Which brings me to a question I've had for a while — why do we get 'gear-lust' when it comes to photographic equipment? What's the difference between the aforementioned products and photographic equipment? The iPad doesn't seem to be too badly off at first glance. It has a large developer community (where I hear developers are unsatisfied with sales) and an extensive accessory mini-industry behind it — not to mention Apple juggernaut brand power. You can turn an iPad into a reading machine, a gaming machine, a movie-making machine, you name it. There is, as Apple says, an app for that. So the confounding thing is, why aren't people upgrading like crazy? More powerful CPU's and GPU's would make the experience even better. You can run the latest operating system and have no problems with software compatibility. And yet, fewer people are upgrading to newer models.

GoPros are great products. They just work (although I've had friends whose GoPros were unreliable) and are extremely popular with active lifestyle demographic. GoPro's are cameras too so why aren't they being upgraded more often like other cameras? What's the difference?

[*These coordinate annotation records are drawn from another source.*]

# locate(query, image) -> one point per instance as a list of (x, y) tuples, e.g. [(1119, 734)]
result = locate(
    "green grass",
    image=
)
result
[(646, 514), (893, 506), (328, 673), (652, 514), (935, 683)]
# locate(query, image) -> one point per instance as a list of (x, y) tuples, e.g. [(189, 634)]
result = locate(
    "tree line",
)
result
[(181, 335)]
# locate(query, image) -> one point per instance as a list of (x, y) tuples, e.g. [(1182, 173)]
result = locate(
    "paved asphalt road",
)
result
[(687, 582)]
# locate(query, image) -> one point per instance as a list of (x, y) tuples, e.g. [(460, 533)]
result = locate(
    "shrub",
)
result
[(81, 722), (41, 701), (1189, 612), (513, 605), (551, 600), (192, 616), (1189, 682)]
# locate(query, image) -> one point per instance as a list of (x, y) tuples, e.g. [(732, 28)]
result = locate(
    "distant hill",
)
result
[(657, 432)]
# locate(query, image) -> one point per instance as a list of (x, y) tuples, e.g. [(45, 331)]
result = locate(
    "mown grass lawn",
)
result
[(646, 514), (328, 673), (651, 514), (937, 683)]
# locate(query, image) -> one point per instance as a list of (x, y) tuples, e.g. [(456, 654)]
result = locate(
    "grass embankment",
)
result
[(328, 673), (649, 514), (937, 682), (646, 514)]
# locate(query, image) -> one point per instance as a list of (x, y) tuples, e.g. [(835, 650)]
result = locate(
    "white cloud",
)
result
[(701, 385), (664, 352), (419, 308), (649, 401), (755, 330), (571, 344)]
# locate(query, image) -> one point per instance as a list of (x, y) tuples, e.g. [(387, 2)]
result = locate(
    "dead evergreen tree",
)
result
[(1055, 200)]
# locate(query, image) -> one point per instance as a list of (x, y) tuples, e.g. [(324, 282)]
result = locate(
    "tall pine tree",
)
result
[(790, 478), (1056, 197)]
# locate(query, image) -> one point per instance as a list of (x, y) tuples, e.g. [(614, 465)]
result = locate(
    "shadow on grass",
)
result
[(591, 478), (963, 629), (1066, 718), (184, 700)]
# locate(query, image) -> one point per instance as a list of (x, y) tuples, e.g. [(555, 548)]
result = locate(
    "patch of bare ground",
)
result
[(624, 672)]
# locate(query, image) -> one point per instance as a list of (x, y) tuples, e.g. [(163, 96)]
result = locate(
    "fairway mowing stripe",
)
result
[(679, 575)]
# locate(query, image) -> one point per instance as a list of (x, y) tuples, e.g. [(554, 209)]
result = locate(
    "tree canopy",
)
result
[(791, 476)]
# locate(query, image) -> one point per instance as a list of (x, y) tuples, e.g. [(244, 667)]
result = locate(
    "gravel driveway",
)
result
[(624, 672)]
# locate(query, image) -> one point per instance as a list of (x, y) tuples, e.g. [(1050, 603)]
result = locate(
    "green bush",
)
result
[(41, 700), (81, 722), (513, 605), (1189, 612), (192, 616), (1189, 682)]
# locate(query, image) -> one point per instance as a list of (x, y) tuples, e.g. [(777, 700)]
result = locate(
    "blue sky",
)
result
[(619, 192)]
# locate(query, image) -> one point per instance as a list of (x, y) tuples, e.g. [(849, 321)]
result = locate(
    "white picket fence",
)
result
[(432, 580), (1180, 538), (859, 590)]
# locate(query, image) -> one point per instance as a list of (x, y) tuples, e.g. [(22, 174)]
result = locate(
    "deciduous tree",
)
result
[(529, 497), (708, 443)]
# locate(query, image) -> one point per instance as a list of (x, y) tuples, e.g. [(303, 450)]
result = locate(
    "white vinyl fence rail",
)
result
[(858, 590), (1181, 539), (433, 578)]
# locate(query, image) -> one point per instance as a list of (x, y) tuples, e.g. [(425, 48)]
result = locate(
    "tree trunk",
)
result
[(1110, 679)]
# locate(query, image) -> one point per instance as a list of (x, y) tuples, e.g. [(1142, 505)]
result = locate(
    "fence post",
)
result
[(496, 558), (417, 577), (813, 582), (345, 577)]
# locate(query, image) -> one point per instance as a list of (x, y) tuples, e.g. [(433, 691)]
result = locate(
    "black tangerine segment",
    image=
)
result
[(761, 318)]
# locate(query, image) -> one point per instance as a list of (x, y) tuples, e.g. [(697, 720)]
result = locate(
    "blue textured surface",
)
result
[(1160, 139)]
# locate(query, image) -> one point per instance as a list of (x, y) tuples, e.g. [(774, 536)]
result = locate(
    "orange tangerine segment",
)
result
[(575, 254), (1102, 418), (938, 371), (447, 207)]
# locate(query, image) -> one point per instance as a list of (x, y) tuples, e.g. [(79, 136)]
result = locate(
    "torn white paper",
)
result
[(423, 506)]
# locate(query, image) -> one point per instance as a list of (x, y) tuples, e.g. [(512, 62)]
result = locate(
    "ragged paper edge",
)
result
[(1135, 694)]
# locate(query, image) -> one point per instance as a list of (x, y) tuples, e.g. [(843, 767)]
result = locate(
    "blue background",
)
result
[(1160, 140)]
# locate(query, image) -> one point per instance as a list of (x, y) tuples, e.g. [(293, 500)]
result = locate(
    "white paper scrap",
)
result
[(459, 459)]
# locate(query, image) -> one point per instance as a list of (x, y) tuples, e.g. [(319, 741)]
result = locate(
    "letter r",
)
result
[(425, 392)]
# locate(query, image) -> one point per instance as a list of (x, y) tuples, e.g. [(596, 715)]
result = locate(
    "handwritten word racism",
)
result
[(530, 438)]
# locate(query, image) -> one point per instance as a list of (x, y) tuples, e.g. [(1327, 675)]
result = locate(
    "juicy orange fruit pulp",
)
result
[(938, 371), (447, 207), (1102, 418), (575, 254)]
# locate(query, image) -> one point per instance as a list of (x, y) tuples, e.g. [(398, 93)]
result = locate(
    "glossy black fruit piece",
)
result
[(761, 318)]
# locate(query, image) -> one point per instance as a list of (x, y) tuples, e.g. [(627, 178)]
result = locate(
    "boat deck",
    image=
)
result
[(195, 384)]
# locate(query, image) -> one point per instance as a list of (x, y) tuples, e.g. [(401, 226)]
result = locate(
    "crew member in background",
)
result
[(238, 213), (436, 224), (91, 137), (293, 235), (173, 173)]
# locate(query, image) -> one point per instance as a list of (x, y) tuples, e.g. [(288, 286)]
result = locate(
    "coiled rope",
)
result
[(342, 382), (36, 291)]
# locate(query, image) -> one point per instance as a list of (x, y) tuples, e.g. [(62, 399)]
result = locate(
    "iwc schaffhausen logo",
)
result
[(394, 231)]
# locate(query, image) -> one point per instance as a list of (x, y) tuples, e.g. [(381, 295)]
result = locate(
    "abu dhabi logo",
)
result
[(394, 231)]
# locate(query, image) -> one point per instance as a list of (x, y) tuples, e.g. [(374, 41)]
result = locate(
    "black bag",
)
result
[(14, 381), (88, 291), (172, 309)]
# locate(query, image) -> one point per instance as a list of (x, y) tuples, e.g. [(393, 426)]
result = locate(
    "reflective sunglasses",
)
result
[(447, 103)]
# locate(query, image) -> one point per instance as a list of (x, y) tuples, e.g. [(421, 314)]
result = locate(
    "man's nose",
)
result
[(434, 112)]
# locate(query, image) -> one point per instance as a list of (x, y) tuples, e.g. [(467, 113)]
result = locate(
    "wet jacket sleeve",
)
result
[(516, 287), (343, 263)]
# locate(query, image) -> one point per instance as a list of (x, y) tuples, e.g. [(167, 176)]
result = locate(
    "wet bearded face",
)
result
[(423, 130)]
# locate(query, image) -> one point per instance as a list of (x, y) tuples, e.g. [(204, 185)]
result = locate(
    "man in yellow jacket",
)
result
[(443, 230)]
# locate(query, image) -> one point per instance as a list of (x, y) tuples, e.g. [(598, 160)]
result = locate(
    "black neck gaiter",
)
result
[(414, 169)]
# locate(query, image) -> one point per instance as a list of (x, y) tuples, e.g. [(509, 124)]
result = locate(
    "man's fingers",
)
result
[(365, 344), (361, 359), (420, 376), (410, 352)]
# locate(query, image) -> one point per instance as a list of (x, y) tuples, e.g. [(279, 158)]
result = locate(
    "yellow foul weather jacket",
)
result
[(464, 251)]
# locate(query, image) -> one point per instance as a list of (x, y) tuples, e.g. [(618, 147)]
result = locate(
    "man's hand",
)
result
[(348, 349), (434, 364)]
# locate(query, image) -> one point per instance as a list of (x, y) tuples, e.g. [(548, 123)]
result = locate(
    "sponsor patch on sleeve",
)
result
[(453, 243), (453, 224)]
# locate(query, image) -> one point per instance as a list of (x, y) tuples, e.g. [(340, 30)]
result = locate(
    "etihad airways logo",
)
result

I feel that we get GAS (gear acquisition syndrome) for photographic equipment because of three distinct elements — photography itself, a sense of control and the joy of having a complex tool at our disposal. Let's take a look at each of these one by one.

First photography is a fantastic hobby for anyone who finds creating art exciting. It offers an amazingly fast learning curve and instant gratification of steadily improving results, without going to school. (How far you advance is another thing altogether.) Second, a camera offers you a sense of control. You control all aspects of the picture making process. Third, the camera is a seductive tool. It is more often than not, amazingly well built, costs quite a bit and feels great in your hand. It's a precision tool that helps you achieve the first two points. A new camera offers you, more often than not, new levels of automation, a different arrangement of buttons in the human interface design, a feature that seems better than what you have now, so much so that this widget will actually impact your picture taking for the better. I think it's a sense of 'possibilities' that we find so alluring with new cameras.

Certainly with the GoPros, you're 'creating' something but it's basically a one button push affair. Everything else is automatic. With the iPad, you're consuming content more likely than not. And if you have a smartphone, which people upgrade more often than iPads, you play your games and edit calendars and take notes and so on on the phone and read or browse the web on the iPad because of its bigger screen. Reading doesn't require the latest super fast processor. It also doesn't help that every single iPad looks exactly the same (not true but for most people, true).

So where does that leave the GoPro and the iPad? GoPro is 'doubling down' on software, which is frankly badly needed and the iPad got fresh new models in the iPad Pro with the intriguing Pencil. I don't get much of a feeling of possibilities with newer GoPros and while the iPad Pro with Pencil is interesting to me (I'm a designer so I can certainly see the benefit of having a digital version of a sketchpad and pencil), for most people I don't think it offers the sense of 'possibilities'.

I understand Apple needs to sell umpteen million iPads per quarter so it is essentially a consumer device. But if they can figure out a way for the iPad to do actual work (as in being able to ditch your laptop level of work), it will transform the industry. To do that, the iPad will need to have a user accessible filing system for starters. And probably connectors and memory expansion slots. Unfortunately, I don't see this happening.

A sense of possibilities is alluring for creative people who buy technological products because it feeds on our yearning to be better, to feel you're getting closer to a higher, more loftier goal. Now if I only had the funds to buy the new Phase One 100 MP kit, I'll be taking much pictures, I'm sure of it!